Jack Freed used this quote recently in his blog, Jack’s Winning Words – “Blessed are the flexible, for they will not be bent out of shape.” (Unknown)
In football one often hears the phrase “bend but don’t break” to describe a defense strategy of being flexible, but no allowing the runner or pass receiver to get past the defense.
It seems these days that there is a lot less flexibility in people, especially where politics is concerned. People tend to get bent out of shape, rather than have the ability to bend a bit to see the other person’s point of view. The political side have become much too rigid in their stances on the issues. Compromise – the political equivalent of bending rather than breaking has become a lost art.

Jack used another quote today that seems appropriate to add here – “Nothing is worse than active ignorance.” (Goethe)
Were Goethe alive today he might label the current political situation as being representative of active ignorance. The two sides are so rigid in their positions that they refuse to even try to see the other’s point of view, especially where the solutions to the problems are concerned. It’s not so much that they disagree upon the problems, just on the best approach to fixing them.

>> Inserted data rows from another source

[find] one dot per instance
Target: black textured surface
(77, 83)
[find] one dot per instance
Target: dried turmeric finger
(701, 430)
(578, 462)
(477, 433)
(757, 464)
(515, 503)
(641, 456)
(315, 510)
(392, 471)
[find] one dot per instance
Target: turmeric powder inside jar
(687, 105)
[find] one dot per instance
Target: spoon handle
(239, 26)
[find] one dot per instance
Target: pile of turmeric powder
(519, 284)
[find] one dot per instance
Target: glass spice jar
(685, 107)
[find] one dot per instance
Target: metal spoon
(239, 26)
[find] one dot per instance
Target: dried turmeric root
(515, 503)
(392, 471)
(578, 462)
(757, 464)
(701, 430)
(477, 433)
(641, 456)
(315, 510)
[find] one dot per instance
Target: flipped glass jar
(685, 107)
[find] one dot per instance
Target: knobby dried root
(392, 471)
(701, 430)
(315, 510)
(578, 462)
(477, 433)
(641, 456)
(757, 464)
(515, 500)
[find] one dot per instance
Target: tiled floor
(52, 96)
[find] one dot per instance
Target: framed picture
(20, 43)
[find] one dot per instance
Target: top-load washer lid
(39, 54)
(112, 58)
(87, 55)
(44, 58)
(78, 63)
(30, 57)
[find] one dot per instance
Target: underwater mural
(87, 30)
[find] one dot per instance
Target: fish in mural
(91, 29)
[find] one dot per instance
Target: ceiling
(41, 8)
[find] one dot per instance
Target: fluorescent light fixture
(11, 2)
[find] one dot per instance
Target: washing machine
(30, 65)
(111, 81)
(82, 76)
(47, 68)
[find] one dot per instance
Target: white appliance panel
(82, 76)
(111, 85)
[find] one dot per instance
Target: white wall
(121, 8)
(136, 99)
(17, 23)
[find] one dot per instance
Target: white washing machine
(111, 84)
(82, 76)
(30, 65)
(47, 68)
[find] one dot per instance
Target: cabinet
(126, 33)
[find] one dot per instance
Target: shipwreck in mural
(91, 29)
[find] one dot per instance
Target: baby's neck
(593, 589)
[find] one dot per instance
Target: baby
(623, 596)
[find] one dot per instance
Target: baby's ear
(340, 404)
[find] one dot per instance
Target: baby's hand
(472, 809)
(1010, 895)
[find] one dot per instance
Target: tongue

Goethe’s term “active ignorance” alludes to the inability (inflexibility) to learn and change, especially from one’s mistakes in life. Sometimes people can become so entrenched with their beliefs that not even overwhelming proof that those beliefs are wrong can change them. Global warming immediately comes to mind.

Sometimes people who have a change of heart and mind find that they are still trapped and categorized by memories of their past, at least by others. It’s not that they have not been flexible enough to learn from their mistakes and change; but, rather, that others refuse to see the change in them and relegate them to their past positions. I remember when George Wallace proclaimed that he had realized the mistakes of his racist past and changed his mind and heart on topics of race. Almost no one believed him. As a four-time governor of Alabama and a four-time Presidential candidate, Wallace was the personification of racism and resistance in the South to integration. Then in 1982 he changed -“We thought [segregation] was in the best interests of all concerned. We were mistaken,” he told a black group in 1982. “The Old South is gone,” but “the New South is still opposed to government regulation of our lives.” So, ,he was still inflexible on some things.
More recently, Michael Bloomberg has been held up to scrutiny for his past actions as Mayor of New York; specifically his “stop and frisk” campaign against violence in the city that was primarily aimed at blacks and Latinos. Bloomberg has admitted that he was wrong and stated that he has learned from his mistakes. Goethe might have been proud, but his Democratic opponents need something negative to say about him and are not yet ready to move on. They remain bent out of shape.

So, how about you? Are there things that bend you out of shape? Are their prejudices that you just can’t let go of? Are there pre-conceived notions about people, places, or things that dictate how you live your life? Are you willing (or do you even try) to see the different points of view that you might encounter in a day or do you “hunker down” in the shelter of your closed beliefs. Are you flexible or rigid? Do you do the intelligent thing and seek knowledge of the situation before making a judgement or remain actively ignorant? If you at least think, before you act that is a starting point that Goethe might be able to appreciate.
Be flexible, not ignorant. Have a thoughtful day.
Good one, Norm
Those of us in business know that “the customer is always right!” …up to a point. Be it a real estate broker or a pastor, we need to be flexible….just like a contortionist, but even the contortionist can go just so far.